I counsel clients all the time when we’re doing paid ads: do yourself a favor and know how much you can spend and what kind of return you expect to help you know whether or not to keep going. If you hit those metrics and you cannot figure it out then you’re ready to shut it down.
Balancing Intuition and Intelligence
AI augments leadership, but does not replace it. Human judgment remains essential — particularly in ambiguous contexts.
Leaders must be aware of cognitive traps:
- Confirmation bias: seeking data that supports existing beliefs.
- Recency bias: over-weighting the latest events instead of long-term patterns.
It’s critical to create room for "red team" voices — internal dissent or alternate AI-driven scenarios that challenge groupthink. Diversity of thought, structured debate, and data triangulation make decisions more resilient.

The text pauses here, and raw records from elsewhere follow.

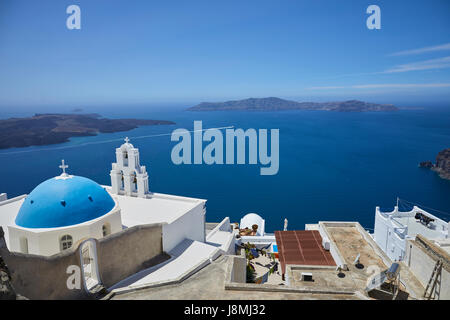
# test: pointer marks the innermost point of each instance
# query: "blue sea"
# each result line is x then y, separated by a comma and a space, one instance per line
333, 166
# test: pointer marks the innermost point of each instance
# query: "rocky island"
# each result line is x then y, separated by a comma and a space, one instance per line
442, 165
277, 104
44, 129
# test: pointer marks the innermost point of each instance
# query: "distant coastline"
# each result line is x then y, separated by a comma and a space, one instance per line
45, 129
277, 104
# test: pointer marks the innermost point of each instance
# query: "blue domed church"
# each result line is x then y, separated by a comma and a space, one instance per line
67, 209
108, 233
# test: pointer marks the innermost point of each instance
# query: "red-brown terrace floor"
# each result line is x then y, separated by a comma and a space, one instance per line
302, 247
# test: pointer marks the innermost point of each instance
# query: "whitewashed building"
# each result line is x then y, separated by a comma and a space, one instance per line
393, 230
67, 209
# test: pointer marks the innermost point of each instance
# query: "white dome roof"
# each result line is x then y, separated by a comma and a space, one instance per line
250, 219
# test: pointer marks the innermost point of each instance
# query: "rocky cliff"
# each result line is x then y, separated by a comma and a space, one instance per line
442, 165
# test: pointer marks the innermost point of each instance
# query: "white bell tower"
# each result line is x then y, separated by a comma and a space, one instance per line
128, 177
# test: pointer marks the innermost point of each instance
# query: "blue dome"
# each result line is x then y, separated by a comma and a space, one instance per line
60, 202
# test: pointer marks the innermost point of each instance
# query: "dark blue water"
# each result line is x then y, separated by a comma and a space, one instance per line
333, 166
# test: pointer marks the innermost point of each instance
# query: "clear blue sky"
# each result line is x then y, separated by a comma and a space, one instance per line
145, 51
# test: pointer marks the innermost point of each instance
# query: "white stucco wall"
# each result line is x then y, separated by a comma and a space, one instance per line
189, 226
422, 265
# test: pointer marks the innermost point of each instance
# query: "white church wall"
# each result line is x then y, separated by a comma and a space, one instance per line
47, 242
189, 226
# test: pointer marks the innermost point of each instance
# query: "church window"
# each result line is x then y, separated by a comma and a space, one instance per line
106, 229
23, 245
66, 242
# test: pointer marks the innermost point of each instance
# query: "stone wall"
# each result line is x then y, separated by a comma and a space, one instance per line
123, 254
119, 256
421, 257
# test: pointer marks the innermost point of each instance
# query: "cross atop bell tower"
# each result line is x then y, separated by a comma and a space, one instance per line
64, 167
128, 177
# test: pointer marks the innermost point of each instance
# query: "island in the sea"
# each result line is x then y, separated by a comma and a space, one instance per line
44, 129
277, 104
442, 165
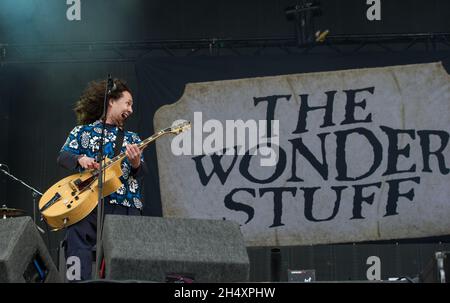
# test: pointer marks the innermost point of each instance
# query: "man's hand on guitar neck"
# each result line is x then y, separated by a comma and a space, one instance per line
87, 162
134, 155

This is so important because groupthink is one of the most difficult elements to overcome. Sometimes people go along because being the dissenting voice feels risky. Sometimes they go along with it because they are frankly exhausted by debate after a while. You need fresh eyes and a strong perspective. There are ways to do this without AI but depending on the size of the team or the dynamics it’s easier to do this with AI. At least to start.
Building an AI-Informed Decision Loop
Strategic decisions shouldn't rely on one-off analysis. They should be part of a continuous loop, where signals are monitored and assessed in real-time.
Key elements:
- Continuous data feeds: customer feedback, ops metrics, market signals.
- Regular review cadence: monthly or quarterly "pivot vs. persevere" reviews.
- Cross-functional input: product, finance, customer success — all must have a seat at the table.
Accountability is crucial. Who owns the decision? Who owns the signal interpretation? These roles need clarity to ensure action, not just insight.
In a world that rewards speed and punishes indecision, the ability to discern whether to double down or pivot is a core leadership skill.
AI offers clarity — not certainty. It’s a compass, not the captain. Leaders must still interpret the terrain, trust their instincts, and lead with both data and wisdom.
Final takeaway: Trust your informed instincts. Use AI not as a crutch, but as a catalyst. The best decisions are those made with clear eyes, steady hands, and the courage to choose.